Sunday, May 01, 2022

What should Peter say to a transgender sanhedrin? (Sunday homily)

When we hear in the first reading, 

the Apostles saying what the Lord sent them to say, 

and they are met with hostility...

Let’s hit the obvious point: 2,000 years and nothing has changed.

You and I face the same choice as Peter: Do we obey God or men?

An urgent case right now is what’s happening in the medical field.

There are powerful forces, including in the federal government, 

who believe doctors, nurses, pharmacists, 

and others in the health profession, 

must not be allowed to refuse to take part in an abortion, 

or in a suicide, 

or in providing drugs or surgery that facilitate someone to say, 

I’m not a girl anymore, I’m a boy, or vice-versa.

I’m going to take a couple of minutes on the transgender question, 

because this is still pretty new, it’s confusing, 

and people don’t know how to respond.

A great deal of what you hear on transgender issues 

is propaganda and outright lies.

They refer to so-called “transgender medicine.”

No! It’s not medicine, it’s abuse, it’s quackery, it’s magical thinking.

I’m now going to state, not theology or faith, but biological fact; 

as much a fact as that this planet is round, and we circle the sun:

human beings are either a boy or a girl.  

In extremely rare situations there can be some physical ambiguity, 

but the fundamental male or female identity is still there.

And there are all manner of ways people’s thinking or self-perception 

can be out of sync with themselves or the world around them.

So, people feeling at odds with their physical bodies is not fake.

It’s not a joke. This a difficult trial deserving real help.

Even so, whether you are male or female is not a choice or a mindset.
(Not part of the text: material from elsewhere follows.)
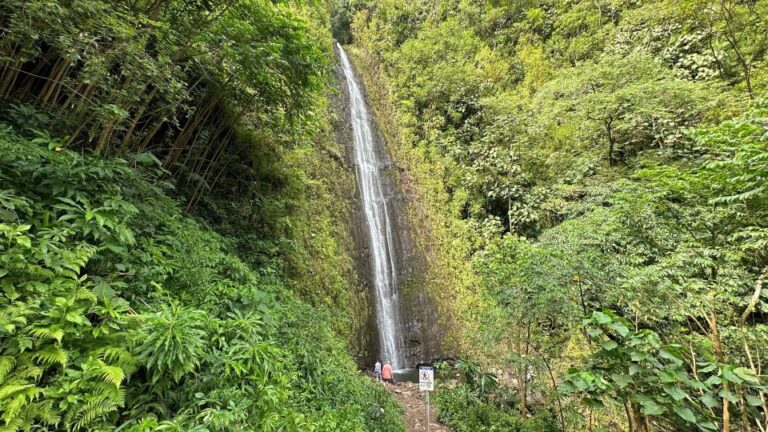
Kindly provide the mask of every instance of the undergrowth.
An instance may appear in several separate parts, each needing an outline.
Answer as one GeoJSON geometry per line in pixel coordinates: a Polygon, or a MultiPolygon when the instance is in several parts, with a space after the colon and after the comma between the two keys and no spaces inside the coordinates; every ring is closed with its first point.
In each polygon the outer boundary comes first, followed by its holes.
{"type": "Polygon", "coordinates": [[[275,260],[186,216],[151,156],[0,125],[1,430],[399,431],[275,260]]]}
And no surgery, no drug, nothing can undo the basic biological fact.

By the way, this isn’t the only way this happens in life, 

that we long to change something about ourselves, but we cannot.

Some things we can change. Others are beyond our control.

If the latter, it becomes a matter of better or worse ways 

to carry our cross and make peace with the hand we’ve been dealt.

One more key detail: this whole thing is largely aimed at children.

Again, children. Not just under 18, but pre-puberty.

And you should know that counselors and psychologists 

and other medical personnel are being told, 

that if a child comes to you, you must – MUST – “affirm only.”

What does that mean?

It means you are not allowed to assist that child 

to get back to a place of self-acceptance. 

Instead, you can only say, OK, you are now a boy, 

here’s a drug, here’s a surgery, your life is altered forever.

All before you hit 15 years old.

All that is only one way you and I must be Peter today,

and obey God rather than men. 

There are lots of other hard things our Lord had to say: 

about money, about possessions, about the poor,

about clearing my own eye before dealing with your flaws.

And sooner or later, you and I aren’t actually Peter being brave.

We’re the Sanhedrin saying, I don’t want to hear that!

Notice Jesus asked Peter about his love three times.

They were using two different words translated as “love.”

Jesus was asking, Do you love me with a go-to-the-cross love?

Peter comes back with a, yeah-you’re-kind-of-cool “love.”

Peter’s love was weak, but Jesus built on that, 

and Peter ultimately did go to the cross.

Give Jesus your little bit of love and he will get you there.

When you and I face our Sanhedrin, our “stop saying that” moments, 

there is no excuse to forget that we want the good, 

including the final good of heaven, for each person we disagree with.